There were also two readings of poetry and original short stories, including a hilarious wedding poem by Ogden Nash and a personal experience with a prophetic dream. However, this open mike was not nearly as large as previous ones at the same venue. (Last month, there was a pianist who actually played one of Messiaen’s “Little Pieces” and Takemitsu’s “Rain Tree Sketch”, and then did a free improvisation with clarinet and ‘cello – how many times could one hear that at an open mike!?) Part of this month’s “smallness” may be because it was held at the same time as the Fremont “art walk”, where various shops in the area become temporary art galleries and large numbers of pedestrians walk about viewing them. Maybe most performers thought that they wouldn’t be interested in sitting still for an open mike rather than visiting the art shops.
Two pictures by Michael and Jamie Foster: Jamie's "Ocean Breathes Salty" (top) and Michael's "Predictions" (bottom), from their website. Both of these were on display at the open mike.
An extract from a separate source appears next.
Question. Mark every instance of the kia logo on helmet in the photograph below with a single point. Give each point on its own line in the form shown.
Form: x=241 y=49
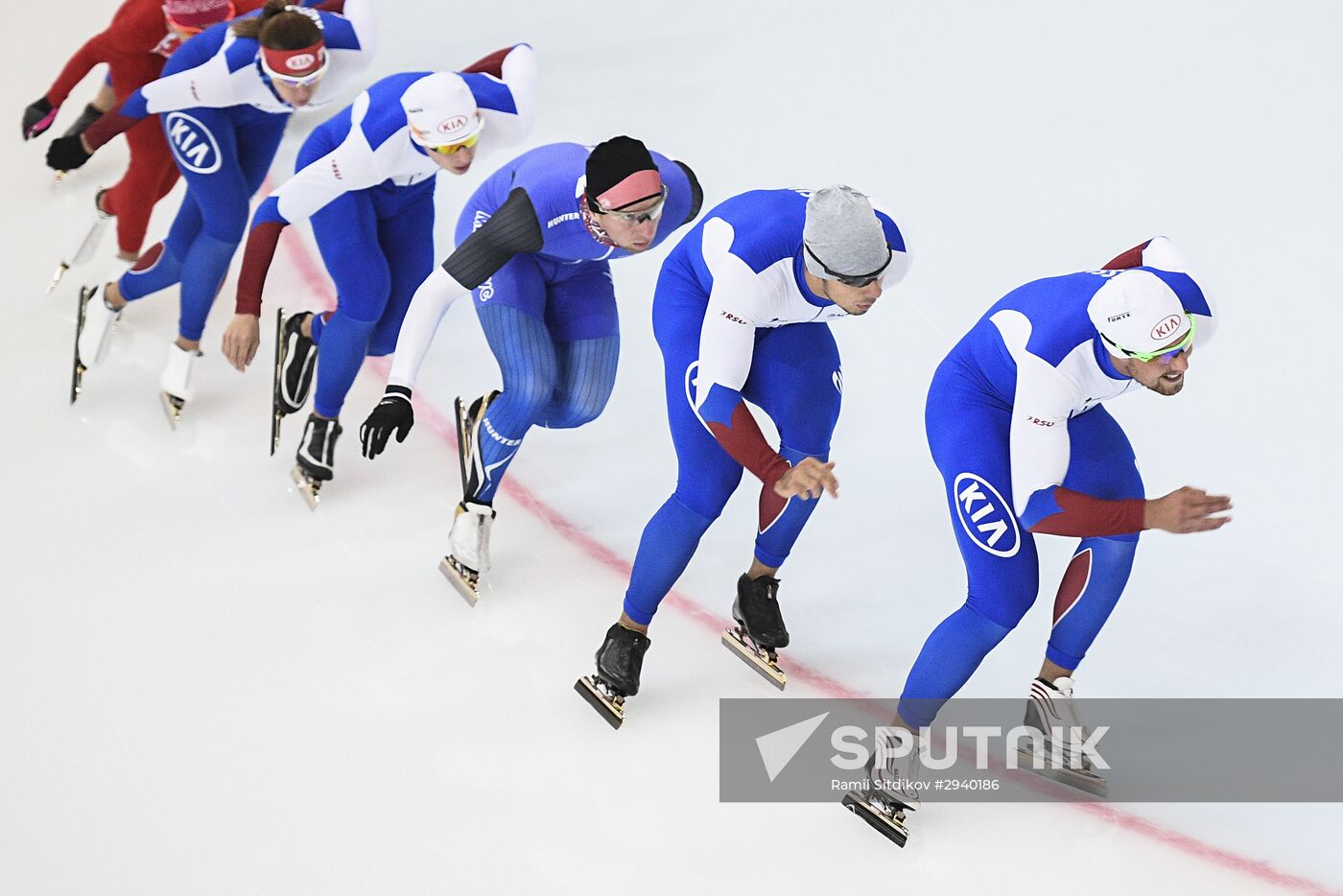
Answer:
x=1166 y=326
Anyway, Woodland Park Presby was part of this too; they’ve had art in there before but this time the paintings were much larger (both in size and number). The artists were Michael and Jamie Foster, a husband and wife “art team” who sometimes work together. Jamie’s works are medium-sized abstracts, with multiple layers of texturing. Webs of dribbled and splattered paint are obscured under carefully-layered opacities and textile surfaces. To me they recall both Tobey and late-period Kandinsky. Michaels’ work is in a similar vein, but often includes a sketchy outline of a human or cartoonlike character. Many of these recall Radiohead and Moby album covers. The human character is often a solitary female – she is frequently the same from one picture to another and may be a likeness of Jamie. At any rate, it was interesting art to accompany the music.
(This posting is on 5/16/2011; 5 days until the first performance of the complete "StormSound" Cycle.)